7 Replies Latest reply: Jan 28, 2010 8:39 AM by Jun T.
Ebola Level 1 Level 1 (25 points)
I just created a public/private key from my new imac and it allows me to login to my laptop and old G5 without a password. Really slick. So, I've got that much working. I did include a passphrase when setting up the key.

My problem is when I ssh into the imac remotely from my blackberry, I get in with a password.
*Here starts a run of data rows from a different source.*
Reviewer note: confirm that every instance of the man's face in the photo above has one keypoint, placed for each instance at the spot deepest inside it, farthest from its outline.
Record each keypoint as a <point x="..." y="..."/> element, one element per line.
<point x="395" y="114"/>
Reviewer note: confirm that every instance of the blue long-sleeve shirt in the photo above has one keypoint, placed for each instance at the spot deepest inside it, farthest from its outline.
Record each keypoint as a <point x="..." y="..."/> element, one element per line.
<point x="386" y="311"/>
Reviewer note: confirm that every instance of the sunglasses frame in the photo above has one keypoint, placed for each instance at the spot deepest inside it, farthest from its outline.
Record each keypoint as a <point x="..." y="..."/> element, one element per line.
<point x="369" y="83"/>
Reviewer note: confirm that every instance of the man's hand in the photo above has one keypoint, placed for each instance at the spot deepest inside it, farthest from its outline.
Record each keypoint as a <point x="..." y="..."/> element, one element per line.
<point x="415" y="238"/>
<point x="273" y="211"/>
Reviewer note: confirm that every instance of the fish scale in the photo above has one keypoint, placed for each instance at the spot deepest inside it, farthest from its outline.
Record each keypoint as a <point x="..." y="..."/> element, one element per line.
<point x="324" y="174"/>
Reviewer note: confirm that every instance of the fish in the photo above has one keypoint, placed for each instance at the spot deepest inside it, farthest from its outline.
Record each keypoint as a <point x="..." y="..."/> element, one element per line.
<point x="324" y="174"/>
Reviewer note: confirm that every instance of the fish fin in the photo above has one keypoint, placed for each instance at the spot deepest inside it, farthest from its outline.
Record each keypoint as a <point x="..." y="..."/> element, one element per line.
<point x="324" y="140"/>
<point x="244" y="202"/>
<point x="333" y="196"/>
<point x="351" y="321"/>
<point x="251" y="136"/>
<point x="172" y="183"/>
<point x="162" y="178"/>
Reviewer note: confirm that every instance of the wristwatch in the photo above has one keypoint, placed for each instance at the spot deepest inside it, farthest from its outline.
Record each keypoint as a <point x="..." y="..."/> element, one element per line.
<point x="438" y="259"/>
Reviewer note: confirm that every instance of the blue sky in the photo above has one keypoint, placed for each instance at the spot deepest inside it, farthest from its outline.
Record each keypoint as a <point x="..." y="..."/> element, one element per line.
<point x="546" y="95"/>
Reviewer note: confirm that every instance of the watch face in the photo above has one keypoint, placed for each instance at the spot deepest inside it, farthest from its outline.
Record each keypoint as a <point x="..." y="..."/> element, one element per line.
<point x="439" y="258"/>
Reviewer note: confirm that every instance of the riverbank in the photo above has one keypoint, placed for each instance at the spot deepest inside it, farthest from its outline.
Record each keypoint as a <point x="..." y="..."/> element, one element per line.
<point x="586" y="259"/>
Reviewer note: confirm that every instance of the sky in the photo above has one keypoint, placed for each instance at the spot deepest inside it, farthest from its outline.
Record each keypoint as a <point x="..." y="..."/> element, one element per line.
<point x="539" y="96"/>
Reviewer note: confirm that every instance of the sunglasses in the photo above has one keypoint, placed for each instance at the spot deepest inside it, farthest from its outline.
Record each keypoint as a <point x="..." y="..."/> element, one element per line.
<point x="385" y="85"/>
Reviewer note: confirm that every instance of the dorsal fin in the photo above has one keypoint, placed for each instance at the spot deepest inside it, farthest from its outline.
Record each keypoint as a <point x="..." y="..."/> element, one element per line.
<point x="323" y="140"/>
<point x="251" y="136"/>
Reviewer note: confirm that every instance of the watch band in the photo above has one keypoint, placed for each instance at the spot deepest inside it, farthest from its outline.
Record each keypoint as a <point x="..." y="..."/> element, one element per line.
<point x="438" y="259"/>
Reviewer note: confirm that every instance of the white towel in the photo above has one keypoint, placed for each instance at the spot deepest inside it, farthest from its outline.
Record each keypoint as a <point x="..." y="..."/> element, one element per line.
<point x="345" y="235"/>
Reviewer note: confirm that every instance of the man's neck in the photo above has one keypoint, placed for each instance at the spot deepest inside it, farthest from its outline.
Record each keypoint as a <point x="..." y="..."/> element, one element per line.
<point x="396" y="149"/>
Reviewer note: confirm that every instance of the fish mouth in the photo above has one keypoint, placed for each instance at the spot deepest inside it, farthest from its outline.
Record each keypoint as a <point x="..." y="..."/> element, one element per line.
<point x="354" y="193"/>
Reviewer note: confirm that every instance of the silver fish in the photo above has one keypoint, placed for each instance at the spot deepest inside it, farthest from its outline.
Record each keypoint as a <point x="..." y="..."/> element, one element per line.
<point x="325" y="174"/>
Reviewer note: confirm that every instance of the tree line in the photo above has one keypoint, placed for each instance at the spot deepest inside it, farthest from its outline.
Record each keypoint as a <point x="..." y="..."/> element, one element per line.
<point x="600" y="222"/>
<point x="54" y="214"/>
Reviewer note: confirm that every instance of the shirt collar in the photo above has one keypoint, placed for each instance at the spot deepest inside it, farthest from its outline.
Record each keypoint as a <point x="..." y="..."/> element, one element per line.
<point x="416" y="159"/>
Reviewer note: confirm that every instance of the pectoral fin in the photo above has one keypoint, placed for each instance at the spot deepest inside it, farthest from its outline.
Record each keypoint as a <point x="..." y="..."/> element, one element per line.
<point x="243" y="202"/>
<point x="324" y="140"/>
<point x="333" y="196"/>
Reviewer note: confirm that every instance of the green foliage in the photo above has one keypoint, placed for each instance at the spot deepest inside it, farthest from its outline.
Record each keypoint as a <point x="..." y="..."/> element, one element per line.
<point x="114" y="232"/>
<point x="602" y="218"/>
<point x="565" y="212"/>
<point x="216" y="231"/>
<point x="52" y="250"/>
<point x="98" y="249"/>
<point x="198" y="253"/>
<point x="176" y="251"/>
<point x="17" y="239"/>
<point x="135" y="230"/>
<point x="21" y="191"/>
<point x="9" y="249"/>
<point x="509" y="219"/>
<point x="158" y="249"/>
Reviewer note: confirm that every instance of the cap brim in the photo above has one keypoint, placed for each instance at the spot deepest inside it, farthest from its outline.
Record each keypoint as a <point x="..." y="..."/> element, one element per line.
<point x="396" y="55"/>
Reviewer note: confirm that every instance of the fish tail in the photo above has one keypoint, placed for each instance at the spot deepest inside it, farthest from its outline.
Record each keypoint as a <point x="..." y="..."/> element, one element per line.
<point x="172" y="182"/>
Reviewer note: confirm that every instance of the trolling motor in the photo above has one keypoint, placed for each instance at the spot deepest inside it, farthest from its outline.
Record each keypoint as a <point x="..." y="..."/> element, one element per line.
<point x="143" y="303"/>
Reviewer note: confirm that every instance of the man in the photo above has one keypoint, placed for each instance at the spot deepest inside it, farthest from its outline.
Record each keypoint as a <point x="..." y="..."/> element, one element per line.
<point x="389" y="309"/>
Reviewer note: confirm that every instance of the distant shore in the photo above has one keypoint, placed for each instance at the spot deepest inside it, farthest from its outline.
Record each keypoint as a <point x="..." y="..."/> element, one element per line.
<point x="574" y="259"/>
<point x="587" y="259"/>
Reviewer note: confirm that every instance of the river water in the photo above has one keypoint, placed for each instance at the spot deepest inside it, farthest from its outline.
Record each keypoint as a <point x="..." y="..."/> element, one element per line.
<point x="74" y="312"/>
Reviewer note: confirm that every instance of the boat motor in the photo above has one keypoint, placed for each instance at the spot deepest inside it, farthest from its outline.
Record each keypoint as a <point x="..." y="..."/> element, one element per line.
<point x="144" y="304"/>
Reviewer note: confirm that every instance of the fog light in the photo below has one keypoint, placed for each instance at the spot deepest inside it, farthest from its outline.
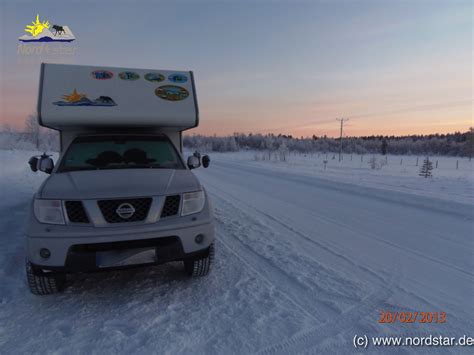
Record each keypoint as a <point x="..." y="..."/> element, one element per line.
<point x="199" y="238"/>
<point x="45" y="253"/>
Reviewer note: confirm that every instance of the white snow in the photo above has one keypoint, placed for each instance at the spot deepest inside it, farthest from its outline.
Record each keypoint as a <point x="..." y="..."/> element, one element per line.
<point x="306" y="259"/>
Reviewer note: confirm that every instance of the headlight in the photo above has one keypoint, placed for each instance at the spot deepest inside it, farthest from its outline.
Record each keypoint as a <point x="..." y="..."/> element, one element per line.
<point x="49" y="211"/>
<point x="193" y="202"/>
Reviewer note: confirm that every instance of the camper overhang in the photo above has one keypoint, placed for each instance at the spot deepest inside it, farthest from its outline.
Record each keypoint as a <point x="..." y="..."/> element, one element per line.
<point x="76" y="97"/>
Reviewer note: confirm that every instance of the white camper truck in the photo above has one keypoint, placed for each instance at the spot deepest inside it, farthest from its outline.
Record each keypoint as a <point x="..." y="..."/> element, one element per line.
<point x="120" y="193"/>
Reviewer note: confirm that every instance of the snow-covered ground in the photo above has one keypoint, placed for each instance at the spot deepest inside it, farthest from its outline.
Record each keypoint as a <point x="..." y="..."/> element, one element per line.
<point x="307" y="258"/>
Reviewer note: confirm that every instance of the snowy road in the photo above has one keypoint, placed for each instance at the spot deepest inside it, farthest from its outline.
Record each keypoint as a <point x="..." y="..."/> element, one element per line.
<point x="303" y="264"/>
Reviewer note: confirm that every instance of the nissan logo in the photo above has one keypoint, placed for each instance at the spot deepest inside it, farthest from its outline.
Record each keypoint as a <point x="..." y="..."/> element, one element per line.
<point x="125" y="210"/>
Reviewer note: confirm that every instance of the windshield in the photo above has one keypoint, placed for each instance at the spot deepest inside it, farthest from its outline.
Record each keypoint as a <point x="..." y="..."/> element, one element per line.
<point x="120" y="152"/>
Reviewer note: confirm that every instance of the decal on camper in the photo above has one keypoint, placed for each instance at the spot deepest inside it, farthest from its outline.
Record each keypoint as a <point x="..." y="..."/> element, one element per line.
<point x="102" y="74"/>
<point x="77" y="99"/>
<point x="129" y="75"/>
<point x="171" y="92"/>
<point x="154" y="77"/>
<point x="43" y="31"/>
<point x="177" y="78"/>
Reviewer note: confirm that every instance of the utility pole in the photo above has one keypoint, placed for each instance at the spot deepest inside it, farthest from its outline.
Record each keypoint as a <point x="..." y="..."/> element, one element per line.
<point x="342" y="125"/>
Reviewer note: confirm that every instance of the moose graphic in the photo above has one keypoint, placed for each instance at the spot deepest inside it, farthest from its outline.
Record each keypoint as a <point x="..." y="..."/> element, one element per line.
<point x="58" y="30"/>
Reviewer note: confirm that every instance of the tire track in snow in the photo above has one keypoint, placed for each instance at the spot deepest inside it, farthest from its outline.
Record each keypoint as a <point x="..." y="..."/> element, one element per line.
<point x="299" y="295"/>
<point x="301" y="235"/>
<point x="310" y="338"/>
<point x="350" y="229"/>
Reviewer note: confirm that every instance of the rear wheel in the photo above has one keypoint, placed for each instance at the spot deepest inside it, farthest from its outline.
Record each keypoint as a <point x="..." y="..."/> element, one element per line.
<point x="43" y="283"/>
<point x="202" y="265"/>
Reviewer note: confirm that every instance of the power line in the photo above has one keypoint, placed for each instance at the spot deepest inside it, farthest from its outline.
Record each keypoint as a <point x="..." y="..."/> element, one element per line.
<point x="342" y="120"/>
<point x="381" y="113"/>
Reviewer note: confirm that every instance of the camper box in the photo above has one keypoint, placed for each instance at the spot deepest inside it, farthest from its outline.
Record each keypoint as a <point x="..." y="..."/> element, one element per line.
<point x="77" y="99"/>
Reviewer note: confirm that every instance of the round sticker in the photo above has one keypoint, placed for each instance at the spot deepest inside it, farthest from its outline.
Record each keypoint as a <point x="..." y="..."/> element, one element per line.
<point x="177" y="78"/>
<point x="171" y="92"/>
<point x="129" y="75"/>
<point x="155" y="77"/>
<point x="102" y="74"/>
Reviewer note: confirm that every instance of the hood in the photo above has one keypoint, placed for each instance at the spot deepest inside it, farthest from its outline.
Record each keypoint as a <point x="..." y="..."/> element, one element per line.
<point x="98" y="184"/>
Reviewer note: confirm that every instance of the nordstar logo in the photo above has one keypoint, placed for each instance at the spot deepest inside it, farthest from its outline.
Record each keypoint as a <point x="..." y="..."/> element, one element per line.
<point x="43" y="31"/>
<point x="125" y="210"/>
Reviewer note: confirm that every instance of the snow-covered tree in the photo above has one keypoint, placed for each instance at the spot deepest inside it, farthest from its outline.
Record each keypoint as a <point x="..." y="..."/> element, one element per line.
<point x="426" y="168"/>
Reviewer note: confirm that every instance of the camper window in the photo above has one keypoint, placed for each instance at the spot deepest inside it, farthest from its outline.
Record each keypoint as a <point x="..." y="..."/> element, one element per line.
<point x="120" y="152"/>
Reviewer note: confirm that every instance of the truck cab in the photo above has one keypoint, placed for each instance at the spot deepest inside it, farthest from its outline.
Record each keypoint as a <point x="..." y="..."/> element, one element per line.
<point x="121" y="194"/>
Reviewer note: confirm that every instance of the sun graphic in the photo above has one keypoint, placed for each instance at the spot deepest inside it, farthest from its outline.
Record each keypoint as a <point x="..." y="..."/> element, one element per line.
<point x="74" y="97"/>
<point x="37" y="26"/>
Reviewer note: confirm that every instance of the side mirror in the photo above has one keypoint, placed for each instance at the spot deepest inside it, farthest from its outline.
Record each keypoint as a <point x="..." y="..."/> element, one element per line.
<point x="33" y="163"/>
<point x="46" y="165"/>
<point x="193" y="162"/>
<point x="205" y="161"/>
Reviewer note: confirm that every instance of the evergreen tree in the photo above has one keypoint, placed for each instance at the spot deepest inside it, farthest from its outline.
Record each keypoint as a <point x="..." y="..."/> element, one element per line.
<point x="426" y="168"/>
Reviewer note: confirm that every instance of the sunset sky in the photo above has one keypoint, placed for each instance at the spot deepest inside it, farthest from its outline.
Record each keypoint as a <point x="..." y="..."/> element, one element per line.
<point x="391" y="67"/>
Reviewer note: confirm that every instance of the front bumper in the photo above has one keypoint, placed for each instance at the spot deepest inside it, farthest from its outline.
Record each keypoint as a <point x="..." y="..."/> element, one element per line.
<point x="175" y="241"/>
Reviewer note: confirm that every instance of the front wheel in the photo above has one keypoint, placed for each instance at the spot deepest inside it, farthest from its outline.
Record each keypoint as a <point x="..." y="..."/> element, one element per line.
<point x="201" y="266"/>
<point x="41" y="283"/>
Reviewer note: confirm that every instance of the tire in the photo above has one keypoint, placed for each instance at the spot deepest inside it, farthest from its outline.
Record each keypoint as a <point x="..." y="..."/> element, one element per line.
<point x="201" y="266"/>
<point x="41" y="283"/>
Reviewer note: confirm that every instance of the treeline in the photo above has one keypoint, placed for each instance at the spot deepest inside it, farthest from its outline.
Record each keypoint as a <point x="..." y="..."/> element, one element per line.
<point x="453" y="144"/>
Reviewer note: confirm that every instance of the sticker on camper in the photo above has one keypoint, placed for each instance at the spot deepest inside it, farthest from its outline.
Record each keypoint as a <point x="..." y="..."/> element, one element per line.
<point x="154" y="77"/>
<point x="171" y="92"/>
<point x="43" y="31"/>
<point x="77" y="99"/>
<point x="102" y="74"/>
<point x="177" y="78"/>
<point x="129" y="75"/>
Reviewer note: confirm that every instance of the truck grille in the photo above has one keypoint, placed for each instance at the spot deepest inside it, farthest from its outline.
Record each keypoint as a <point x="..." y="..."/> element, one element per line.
<point x="76" y="212"/>
<point x="171" y="206"/>
<point x="110" y="209"/>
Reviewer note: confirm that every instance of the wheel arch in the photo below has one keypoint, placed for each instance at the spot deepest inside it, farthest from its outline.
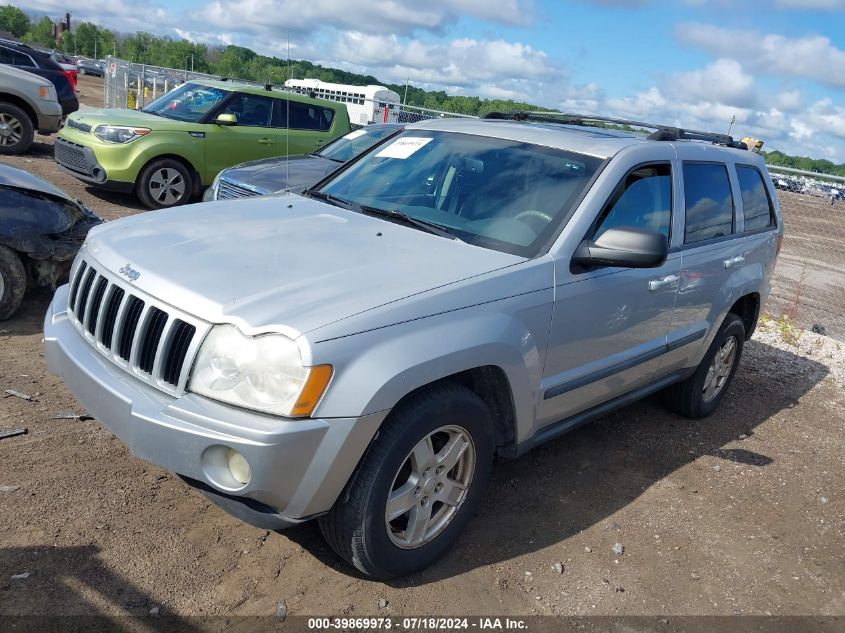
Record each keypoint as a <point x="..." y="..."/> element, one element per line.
<point x="195" y="175"/>
<point x="747" y="308"/>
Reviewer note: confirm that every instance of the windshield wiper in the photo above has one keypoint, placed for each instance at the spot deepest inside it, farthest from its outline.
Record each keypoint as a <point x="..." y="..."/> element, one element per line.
<point x="424" y="225"/>
<point x="338" y="202"/>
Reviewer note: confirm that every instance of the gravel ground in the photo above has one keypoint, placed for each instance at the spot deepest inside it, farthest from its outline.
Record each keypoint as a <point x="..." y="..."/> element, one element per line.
<point x="640" y="513"/>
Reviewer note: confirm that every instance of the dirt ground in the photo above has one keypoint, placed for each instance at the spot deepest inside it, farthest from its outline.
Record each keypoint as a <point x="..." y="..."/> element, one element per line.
<point x="741" y="513"/>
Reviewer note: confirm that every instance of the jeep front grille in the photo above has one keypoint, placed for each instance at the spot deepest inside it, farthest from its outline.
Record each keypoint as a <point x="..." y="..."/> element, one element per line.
<point x="229" y="191"/>
<point x="149" y="339"/>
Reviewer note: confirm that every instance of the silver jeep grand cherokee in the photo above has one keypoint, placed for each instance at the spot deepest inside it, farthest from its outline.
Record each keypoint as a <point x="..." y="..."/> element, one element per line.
<point x="466" y="289"/>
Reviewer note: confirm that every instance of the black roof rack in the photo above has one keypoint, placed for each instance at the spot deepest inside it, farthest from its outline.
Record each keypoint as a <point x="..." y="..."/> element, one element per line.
<point x="661" y="132"/>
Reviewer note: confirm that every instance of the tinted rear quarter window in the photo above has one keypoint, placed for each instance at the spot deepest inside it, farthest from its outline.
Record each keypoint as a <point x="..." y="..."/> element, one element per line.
<point x="709" y="203"/>
<point x="756" y="206"/>
<point x="304" y="116"/>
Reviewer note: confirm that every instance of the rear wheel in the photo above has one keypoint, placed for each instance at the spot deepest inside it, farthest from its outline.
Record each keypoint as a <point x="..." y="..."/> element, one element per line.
<point x="700" y="394"/>
<point x="417" y="486"/>
<point x="12" y="282"/>
<point x="16" y="131"/>
<point x="165" y="182"/>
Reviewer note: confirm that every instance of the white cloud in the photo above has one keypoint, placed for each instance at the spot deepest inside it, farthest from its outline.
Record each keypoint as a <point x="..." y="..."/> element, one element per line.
<point x="491" y="68"/>
<point x="789" y="100"/>
<point x="723" y="81"/>
<point x="812" y="57"/>
<point x="379" y="16"/>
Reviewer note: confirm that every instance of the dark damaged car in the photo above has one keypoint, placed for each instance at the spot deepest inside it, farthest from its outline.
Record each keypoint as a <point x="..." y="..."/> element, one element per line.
<point x="41" y="230"/>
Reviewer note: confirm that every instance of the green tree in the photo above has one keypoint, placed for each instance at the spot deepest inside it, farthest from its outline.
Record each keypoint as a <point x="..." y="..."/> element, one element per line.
<point x="14" y="21"/>
<point x="41" y="33"/>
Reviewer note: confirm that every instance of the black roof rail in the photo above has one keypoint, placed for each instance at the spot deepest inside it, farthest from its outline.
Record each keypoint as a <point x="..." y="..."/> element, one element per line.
<point x="661" y="132"/>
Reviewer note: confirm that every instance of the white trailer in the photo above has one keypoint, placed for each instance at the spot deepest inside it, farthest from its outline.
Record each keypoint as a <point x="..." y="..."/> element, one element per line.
<point x="366" y="104"/>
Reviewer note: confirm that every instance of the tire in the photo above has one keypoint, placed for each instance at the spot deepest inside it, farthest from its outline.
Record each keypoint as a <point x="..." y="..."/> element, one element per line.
<point x="16" y="130"/>
<point x="357" y="527"/>
<point x="12" y="282"/>
<point x="161" y="174"/>
<point x="696" y="397"/>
When I want to get to the G5 during this session, I am always asked for the passphrase. Any ideas?

Thank you,

J.

Late 2k9 iMac, Dual 2Ghz Power Mac/2 Ghz Core Duo MacBook Pro, Mac OS X (10.6.2)
  • Nils C. Anderson Level 4 Level 4 (3,495 points)
    So do you want to ssh into your imac without a password?
    Or do you not want to have to enter your passphase after
    sshing from the blackberry to the imac and then to the g5?

    You may want to look at:

    ssh-agent(1) - authentication agent
  • Ebola Level 1 Level 1 (25 points)
    I am ok using a password to get into the imac from my blackberry, but once in, I would like access to my other machines without a password or a passphrase. I will take a look at ssh-agent tomorrow. Unix'd out for the evening, but accomplished more than I thought I could.
  • BobHarris Level 6 Level 6 (14,925 points)
    The other alternative is to create an ssh key without a passphrase. Of course you then need to make sure that no one gets control of your private key, or they could get into any of your systems controlled by that private key.
  • Ebola Level 1 Level 1 (25 points)
    ssh-agent is running on my imac. I used ssh-add and then typed my passphrase. ssh-add -l shows my 2048 bit key and a path to my id_rsa file.

    SSH into the imac and then ssh into the G5 and it still prompts me for a passphrase. Apparently I am missing a step.

    Thanks,

    J.
  • Ebola Level 1 Level 1 (25 points)
    While I doubt anyone would get the private key file, I don't want to take any shortcuts. I want to learn how to do this the right way.
  • BobHarris Level 6 Level 6 (14,925 points)
    Do you have a * SSHAUTHSOCK* environment variable?

    printenv SSHAUTHSOCK
    SSHAUTHSOCK=/tmp/launch-ypUZ9j/Listeners

    ssh only knows about the ssh-agent if there is a SSHAUTHSOCK environment variable.

    See the ssh-agent man page for more details.
  • Jun T. Level 4 Level 4 (2,185 points)
    When you login to your imac remotely, the ssh-agent is not started automatically. You must start it manually, and add you identity to the agent by the ssh-add command:

    imac$ eval $(ssh-agent)
    Agent pid nnnnn
    imac$ ssh-add
    Enter passphrase for /Users/you/.ssh/id_xxx: <enter your passphrase>
    Identity added: /Users/you/.ssh/id_xxx
    imac$ ssh your-G5-host
    your-G5-host$ (you will not be asked for passphrase)

    You must enter your passphrase once (only onece) when adding your identity to the agent.